One of the biggest errors golfers can make during a full swing is lifting the upper body as the ball is being hit. So often we hear “keep your head down.” As golf professionals we know that simply keeping your eye on the ball longer is only a quick fix – not one that will resolve a more serious issue.
To understand the importance of the pelvis and how it affects posture, try this: Assume your golf posture without a club. Next, take one of your hands and push your posterior in toward where the ball would be. Notice that, as your pelvis moves toward the ball, your body will begin to stand up to provide counterbalance.
This illustrates what happens during your swing when you come up on the ball as your pelvis comes in toward the ball. This is called early extension.
Early extension originates for many golfers from the backswing by not loading the weight correctly into the trail hip (right hip for right-handed golfers).

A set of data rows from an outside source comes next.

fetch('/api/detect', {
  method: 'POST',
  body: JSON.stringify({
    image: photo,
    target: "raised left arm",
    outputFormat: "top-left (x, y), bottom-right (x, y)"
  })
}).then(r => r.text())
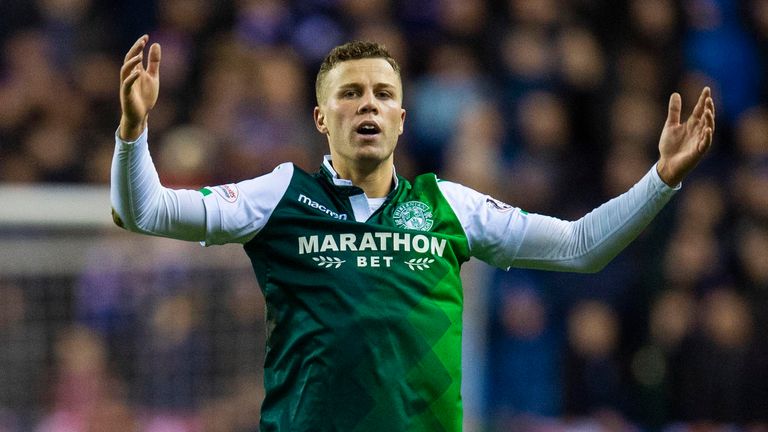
top-left (441, 88), bottom-right (715, 273)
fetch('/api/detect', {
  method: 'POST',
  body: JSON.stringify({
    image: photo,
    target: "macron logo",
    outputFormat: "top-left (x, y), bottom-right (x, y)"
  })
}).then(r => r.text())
top-left (298, 194), bottom-right (348, 220)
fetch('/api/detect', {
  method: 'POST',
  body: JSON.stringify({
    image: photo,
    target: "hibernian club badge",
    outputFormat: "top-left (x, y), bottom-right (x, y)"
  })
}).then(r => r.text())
top-left (393, 201), bottom-right (434, 231)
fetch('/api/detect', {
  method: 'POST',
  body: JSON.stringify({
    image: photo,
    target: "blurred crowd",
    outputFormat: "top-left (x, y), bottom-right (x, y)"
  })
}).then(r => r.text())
top-left (1, 0), bottom-right (768, 430)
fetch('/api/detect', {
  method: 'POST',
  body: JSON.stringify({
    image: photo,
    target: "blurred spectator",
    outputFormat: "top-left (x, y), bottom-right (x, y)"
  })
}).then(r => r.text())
top-left (733, 105), bottom-right (768, 160)
top-left (134, 291), bottom-right (209, 426)
top-left (677, 178), bottom-right (726, 233)
top-left (609, 90), bottom-right (663, 154)
top-left (683, 0), bottom-right (763, 123)
top-left (506, 0), bottom-right (561, 28)
top-left (486, 271), bottom-right (562, 429)
top-left (630, 289), bottom-right (696, 425)
top-left (338, 0), bottom-right (393, 26)
top-left (564, 300), bottom-right (628, 418)
top-left (192, 43), bottom-right (320, 179)
top-left (36, 325), bottom-right (138, 432)
top-left (436, 0), bottom-right (488, 45)
top-left (406, 42), bottom-right (488, 174)
top-left (733, 221), bottom-right (768, 422)
top-left (614, 46), bottom-right (668, 97)
top-left (672, 287), bottom-right (759, 423)
top-left (662, 226), bottom-right (724, 293)
top-left (603, 142), bottom-right (655, 197)
top-left (735, 221), bottom-right (768, 297)
top-left (557, 24), bottom-right (606, 93)
top-left (443, 102), bottom-right (507, 197)
top-left (734, 220), bottom-right (768, 337)
top-left (746, 0), bottom-right (768, 63)
top-left (234, 0), bottom-right (291, 47)
top-left (627, 0), bottom-right (682, 51)
top-left (731, 159), bottom-right (768, 223)
top-left (156, 124), bottom-right (217, 188)
top-left (650, 290), bottom-right (697, 354)
top-left (505, 90), bottom-right (571, 214)
top-left (498, 25), bottom-right (557, 96)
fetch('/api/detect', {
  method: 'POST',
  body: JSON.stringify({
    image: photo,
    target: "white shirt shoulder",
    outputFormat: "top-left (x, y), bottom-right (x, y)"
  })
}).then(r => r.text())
top-left (437, 180), bottom-right (529, 268)
top-left (201, 162), bottom-right (294, 245)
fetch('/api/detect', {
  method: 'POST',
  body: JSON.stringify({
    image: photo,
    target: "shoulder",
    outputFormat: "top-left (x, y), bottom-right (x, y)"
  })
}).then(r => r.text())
top-left (434, 178), bottom-right (485, 206)
top-left (201, 162), bottom-right (297, 207)
top-left (400, 174), bottom-right (491, 213)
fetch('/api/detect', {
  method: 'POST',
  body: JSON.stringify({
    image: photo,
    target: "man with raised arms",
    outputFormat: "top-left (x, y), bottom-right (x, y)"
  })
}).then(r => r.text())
top-left (112, 35), bottom-right (714, 431)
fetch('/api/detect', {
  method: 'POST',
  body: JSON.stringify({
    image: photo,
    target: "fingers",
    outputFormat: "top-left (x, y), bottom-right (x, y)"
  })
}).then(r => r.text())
top-left (693, 87), bottom-right (715, 137)
top-left (667, 92), bottom-right (682, 126)
top-left (122, 67), bottom-right (141, 97)
top-left (696, 89), bottom-right (715, 154)
top-left (698, 122), bottom-right (713, 154)
top-left (124, 35), bottom-right (148, 64)
top-left (690, 86), bottom-right (710, 121)
top-left (121, 35), bottom-right (149, 84)
top-left (120, 52), bottom-right (143, 82)
top-left (684, 87), bottom-right (715, 140)
top-left (146, 43), bottom-right (161, 78)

When you take the club back, your hips should rotate, and the weight should feel like it is going to your trail leg heel.
When you rotate your hips and begin this weight transfer, your glutes should feel like they are staying back against an imaginary wall. If you keep your pelvis from coming into the ball, you can keep your upper body from wanting to rise up as you are going through impact.
You may find that you can keep your body rotating through impact because your energy isn’t being exerted coming into the ball.
This technique should dramatically help you hit the ball in a more consistent direction. After all, consistency is the name of the game in golf. It also should be easier on your back - something every golfer can appreciate.